The plethora of things she saw on the way absolutely astounded her. How could she have been so blind before. What was this mystical world she was suddenly enthralled in? Surely other people could see these creatures, right? It all seemed so overwhelming. That wicked old Crone knew exactly what she was doing when she handed over this bracelet. Even as Hannah tried to slip the bracelet off, it seemed welded to her wrist, hissing at the thought of leaving its new owner. After about a half an hour of sorting through sky high monsters, flying beasts, tiny gardeners, and the all around strange and unusual, the witch finally arrived at the shop.
Once again, she wasn’t paying attention as her hands swung for the door, and once again, she smacked into someone on her way in. This time it wasn’t Pavetta, but a large, burly man, maybe 7 feet tall, with silver hair, dressed all in black. He simply grunted as the paper bag that was covering his treasure fell off. Hannah’s eyes grew wide at the site of it. It was oval shaped, about the side of a cantaloupe, and covered in gray scales. The giant lowered his eyebrows with what sounded like a low growl and rewrapped the item.
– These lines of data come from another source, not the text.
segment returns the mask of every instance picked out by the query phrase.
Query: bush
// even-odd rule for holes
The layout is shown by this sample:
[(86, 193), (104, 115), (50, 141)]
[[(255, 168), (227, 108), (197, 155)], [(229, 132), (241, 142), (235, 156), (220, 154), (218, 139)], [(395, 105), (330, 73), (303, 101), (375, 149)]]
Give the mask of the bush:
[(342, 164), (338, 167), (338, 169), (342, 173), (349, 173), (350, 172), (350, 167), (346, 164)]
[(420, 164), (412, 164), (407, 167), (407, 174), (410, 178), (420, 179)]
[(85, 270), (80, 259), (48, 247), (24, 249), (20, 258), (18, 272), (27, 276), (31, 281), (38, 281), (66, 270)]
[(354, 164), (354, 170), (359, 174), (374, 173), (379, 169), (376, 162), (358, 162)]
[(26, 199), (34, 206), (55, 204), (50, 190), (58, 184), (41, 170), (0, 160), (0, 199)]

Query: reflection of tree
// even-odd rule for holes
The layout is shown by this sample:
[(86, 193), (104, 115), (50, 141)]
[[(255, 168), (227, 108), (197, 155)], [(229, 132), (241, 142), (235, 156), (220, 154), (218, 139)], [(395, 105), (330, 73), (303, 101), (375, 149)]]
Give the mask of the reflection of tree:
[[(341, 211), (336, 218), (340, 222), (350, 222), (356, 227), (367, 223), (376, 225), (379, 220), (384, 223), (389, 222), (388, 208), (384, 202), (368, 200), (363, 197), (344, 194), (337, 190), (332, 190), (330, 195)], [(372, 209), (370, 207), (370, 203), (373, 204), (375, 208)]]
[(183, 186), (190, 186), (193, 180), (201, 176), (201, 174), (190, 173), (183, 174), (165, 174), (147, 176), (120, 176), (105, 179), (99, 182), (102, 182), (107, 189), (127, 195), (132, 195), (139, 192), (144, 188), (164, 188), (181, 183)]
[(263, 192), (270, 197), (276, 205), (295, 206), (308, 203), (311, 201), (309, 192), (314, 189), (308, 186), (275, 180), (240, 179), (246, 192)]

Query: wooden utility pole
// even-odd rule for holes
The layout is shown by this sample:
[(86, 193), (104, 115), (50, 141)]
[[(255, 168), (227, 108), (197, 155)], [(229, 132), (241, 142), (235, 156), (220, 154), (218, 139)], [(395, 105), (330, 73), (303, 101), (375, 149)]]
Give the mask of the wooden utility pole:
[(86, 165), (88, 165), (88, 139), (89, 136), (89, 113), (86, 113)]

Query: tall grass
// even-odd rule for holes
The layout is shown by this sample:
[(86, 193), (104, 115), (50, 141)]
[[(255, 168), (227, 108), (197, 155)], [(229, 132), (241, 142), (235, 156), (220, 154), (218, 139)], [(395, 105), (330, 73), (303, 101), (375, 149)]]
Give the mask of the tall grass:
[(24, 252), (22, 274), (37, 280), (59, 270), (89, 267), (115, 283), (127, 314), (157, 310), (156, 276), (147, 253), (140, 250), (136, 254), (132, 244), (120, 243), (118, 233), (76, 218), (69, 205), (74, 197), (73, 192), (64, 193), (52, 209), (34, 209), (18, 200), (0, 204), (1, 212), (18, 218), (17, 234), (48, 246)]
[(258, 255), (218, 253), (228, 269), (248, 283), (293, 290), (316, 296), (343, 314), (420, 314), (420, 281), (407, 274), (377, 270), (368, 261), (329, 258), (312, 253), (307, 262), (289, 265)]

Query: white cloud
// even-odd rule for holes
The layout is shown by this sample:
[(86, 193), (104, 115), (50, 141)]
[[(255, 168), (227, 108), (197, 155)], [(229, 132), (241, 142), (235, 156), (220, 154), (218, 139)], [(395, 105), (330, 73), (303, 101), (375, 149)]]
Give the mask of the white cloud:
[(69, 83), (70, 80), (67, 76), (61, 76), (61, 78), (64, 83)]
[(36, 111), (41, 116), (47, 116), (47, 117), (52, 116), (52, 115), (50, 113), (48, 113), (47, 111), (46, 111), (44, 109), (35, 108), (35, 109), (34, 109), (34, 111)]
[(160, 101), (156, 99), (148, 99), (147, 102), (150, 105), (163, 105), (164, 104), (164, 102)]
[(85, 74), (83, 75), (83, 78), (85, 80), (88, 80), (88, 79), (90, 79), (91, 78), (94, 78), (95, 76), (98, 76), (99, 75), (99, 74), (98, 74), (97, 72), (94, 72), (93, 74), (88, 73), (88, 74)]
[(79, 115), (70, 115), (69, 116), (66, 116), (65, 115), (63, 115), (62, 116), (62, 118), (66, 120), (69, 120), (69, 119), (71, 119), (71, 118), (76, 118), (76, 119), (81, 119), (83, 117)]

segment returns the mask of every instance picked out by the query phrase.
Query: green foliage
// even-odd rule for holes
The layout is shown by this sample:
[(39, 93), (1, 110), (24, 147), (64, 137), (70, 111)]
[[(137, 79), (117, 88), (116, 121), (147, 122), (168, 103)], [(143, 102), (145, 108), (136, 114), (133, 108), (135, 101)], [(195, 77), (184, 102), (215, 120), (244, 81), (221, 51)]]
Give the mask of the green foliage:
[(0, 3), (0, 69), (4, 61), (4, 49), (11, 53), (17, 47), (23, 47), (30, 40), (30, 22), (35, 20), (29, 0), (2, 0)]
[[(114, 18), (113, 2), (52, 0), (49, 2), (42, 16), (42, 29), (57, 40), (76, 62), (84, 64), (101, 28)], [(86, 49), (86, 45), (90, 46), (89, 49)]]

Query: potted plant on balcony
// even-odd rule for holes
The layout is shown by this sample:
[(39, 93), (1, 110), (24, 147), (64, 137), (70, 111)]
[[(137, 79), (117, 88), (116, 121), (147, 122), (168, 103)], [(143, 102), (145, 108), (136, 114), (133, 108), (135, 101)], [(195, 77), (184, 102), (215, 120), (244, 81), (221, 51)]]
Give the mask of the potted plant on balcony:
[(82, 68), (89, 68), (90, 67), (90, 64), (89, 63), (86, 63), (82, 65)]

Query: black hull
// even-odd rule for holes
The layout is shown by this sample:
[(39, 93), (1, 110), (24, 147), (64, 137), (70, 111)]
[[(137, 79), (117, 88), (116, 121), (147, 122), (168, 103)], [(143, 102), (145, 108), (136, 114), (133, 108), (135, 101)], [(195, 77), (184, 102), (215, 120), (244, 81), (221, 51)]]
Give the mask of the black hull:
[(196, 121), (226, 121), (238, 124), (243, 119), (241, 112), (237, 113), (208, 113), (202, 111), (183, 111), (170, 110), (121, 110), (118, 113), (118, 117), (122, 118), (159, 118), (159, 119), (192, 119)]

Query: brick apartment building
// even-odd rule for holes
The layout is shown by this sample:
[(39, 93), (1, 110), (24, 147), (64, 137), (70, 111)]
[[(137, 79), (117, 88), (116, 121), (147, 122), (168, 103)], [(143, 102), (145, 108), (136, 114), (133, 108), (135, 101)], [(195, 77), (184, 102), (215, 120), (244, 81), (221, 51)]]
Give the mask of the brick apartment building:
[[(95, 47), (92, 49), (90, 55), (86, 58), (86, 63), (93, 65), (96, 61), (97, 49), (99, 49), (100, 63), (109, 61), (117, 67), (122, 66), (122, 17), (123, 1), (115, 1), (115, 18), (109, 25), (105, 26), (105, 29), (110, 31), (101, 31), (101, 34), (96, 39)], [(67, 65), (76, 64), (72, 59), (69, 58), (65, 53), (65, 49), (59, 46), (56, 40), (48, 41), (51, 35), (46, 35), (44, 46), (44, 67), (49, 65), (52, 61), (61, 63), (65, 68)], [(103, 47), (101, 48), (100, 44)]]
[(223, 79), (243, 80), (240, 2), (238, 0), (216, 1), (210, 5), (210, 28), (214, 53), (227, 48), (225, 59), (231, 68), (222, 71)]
Hannah shrunk down and apologized. He tipped his head to the girl, indicating no ill will, and she rushed inside. “What did you do to me?!” the girl screamed, approaching the counter.
“Excuse ME little girl, I didn’t do diddly squat to you.” Pavetta shouted right back. Hannah hadn’t noticed last time, but beneath Pavetta’s long white hair, pointed ears seemed to be poking out.
“What’s this ruckus!” Hannah heard the Crone shout from the back.
“You! You knew and you didn’t say anything! Why?!” the girl yelled at the old witch. She merely chuckled in response.
“So, I was right. You DO have the gift.”
“GIFT? This is not a gift! And I don’t want it! Take it back!” Hannah barked.
“Simply can’t be done, girl. You chose the moldavite and the moldavite chose you! Some people get a career change, others find or lose love. But there’s the rare one in a million case, where it brings out the gift. And I was right! I knew from the moment you walked in here with that golden, glowing aura, you were the one!”
Hannah stared in awe and lowered her tone. “But why me?” She asked the Crone.
The old woman chuckled again. “Because you’re just chosen, my dear. It’s a family gift, surely your mother or grandmother knew you were special. Well it’s beside the point. You must help them, give them safety and purpose, help them find their way in this world. It’s up to you now. You can’t unsee them.”
“But how is this possible? If I’m so gifted why didn’t I see these creatures before?” Hannah asked.
Mandy smiled. “That’s the thing about this city…the magic was hiding all around you, you just had to know how to find it.”